Cela signifie que dans la plupart des organisations, plusieurs collaborateurs peuvent présenter des fonctionnements cognitifs différents du modèle majoritaire.
Quels sont les profils neuroatypiques les plus fréquents au travail ?
Les profils les plus fréquemment étudiés dans la recherche et dans les organisations sont :
Les personnes autistes
Les personnes présentant un tdah
Les profils dys (dyslexie, dyspraxie, dyscalculie, dysorthographie)
Certains profils à haut potentiel intellectuel
Ces profils présentent des différences dans certains processus cognitifs, mais ne correspondent pas à des déficiences, des maladies ou des incapacités professionnelles.
Pourquoi la neurodiversité est-elle un enjeu pour les entreprises ?

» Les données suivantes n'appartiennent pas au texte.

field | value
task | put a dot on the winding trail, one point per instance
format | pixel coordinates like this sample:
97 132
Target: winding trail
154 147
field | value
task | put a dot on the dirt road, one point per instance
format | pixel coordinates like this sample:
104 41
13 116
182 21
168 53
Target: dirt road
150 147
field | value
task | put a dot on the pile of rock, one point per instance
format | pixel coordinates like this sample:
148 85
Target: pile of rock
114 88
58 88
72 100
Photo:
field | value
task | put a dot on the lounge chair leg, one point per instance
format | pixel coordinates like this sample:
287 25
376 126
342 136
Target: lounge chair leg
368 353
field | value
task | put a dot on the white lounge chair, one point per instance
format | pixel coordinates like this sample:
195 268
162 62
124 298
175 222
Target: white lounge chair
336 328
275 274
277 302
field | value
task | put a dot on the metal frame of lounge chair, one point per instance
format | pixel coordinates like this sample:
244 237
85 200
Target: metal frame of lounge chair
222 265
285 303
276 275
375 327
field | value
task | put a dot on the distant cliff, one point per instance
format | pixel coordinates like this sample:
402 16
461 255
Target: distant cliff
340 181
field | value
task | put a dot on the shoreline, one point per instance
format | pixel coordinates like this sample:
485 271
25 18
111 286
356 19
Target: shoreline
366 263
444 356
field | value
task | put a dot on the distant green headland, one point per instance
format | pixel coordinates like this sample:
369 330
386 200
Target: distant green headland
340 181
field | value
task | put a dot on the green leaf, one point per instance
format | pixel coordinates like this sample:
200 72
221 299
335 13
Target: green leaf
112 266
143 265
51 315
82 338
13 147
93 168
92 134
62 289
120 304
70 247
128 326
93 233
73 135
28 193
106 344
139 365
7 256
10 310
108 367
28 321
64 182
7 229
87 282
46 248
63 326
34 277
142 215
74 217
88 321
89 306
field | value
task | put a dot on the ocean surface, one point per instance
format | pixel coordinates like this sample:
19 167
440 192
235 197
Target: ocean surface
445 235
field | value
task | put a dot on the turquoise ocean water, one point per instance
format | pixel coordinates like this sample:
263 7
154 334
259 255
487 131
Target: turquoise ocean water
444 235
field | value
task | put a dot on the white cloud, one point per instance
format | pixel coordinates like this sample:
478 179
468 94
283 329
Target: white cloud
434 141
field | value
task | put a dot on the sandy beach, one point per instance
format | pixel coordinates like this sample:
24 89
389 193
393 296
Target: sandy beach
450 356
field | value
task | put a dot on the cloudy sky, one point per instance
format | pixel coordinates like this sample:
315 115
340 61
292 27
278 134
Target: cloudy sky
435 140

Les recherches en management et en psychologie des organisations montrent que les équipes cognitivement diversifiées peuvent favoriser :
L’innovation
La résolution de problèmes complexes
La créativité
L’adaptation à des environnements changeants
La diversité cognitive peut donc constituer un levier de performance organisationnelle, à condition que les environnements professionnels soient capables d’intégrer ces différences.
Quelles difficultés les personnes neuroatypiques peuvent-elles rencontrer au travail ?
Dans de nombreux cas, les difficultés rencontrées ne sont pas uniquement liées aux caractéristiques individuelles.
Elles apparaissent souvent dans l’interaction entre un fonctionnement cognitif particulier et certaines normes organisationnelles, par exemple :
Open spaces bruyants
Multitâche permanent
Consignes implicites
Communication indirecte
Ces environnements peuvent augmenter la charge cognitive et favoriser les malentendus professionnels.
Comment adapter les environnements professionnels à la neurodiversité ?
Plusieurs ajustements organisationnels simples peuvent améliorer la situation pour de nombreux collaborateurs :
Rendre les consignes explicites
Clarifier les priorités et les délais
Structurer les réunions et les échanges
Formaliser les décisions importantes
Limiter certaines sources de surcharge sensorielle
Ces pratiques améliorent souvent la lisibilité du travail et bénéficient à l’ensemble des équipes.
La neuroatypicité est-elle compatible avec des postes à responsabilité ?
Oui. Les recherches montrent que de nombreuses personnes neuroatypiques peuvent développer des compétences particulièrement pertinentes dans certains contextes professionnels :
Analyse systémique
Créativité
Pensée stratégique
Persévérance face aux problèmes complexes
La question centrale n’est pas celle des capacités, mais celle de l’adéquation entre le fonctionnement cognitif et l’environnement de travail.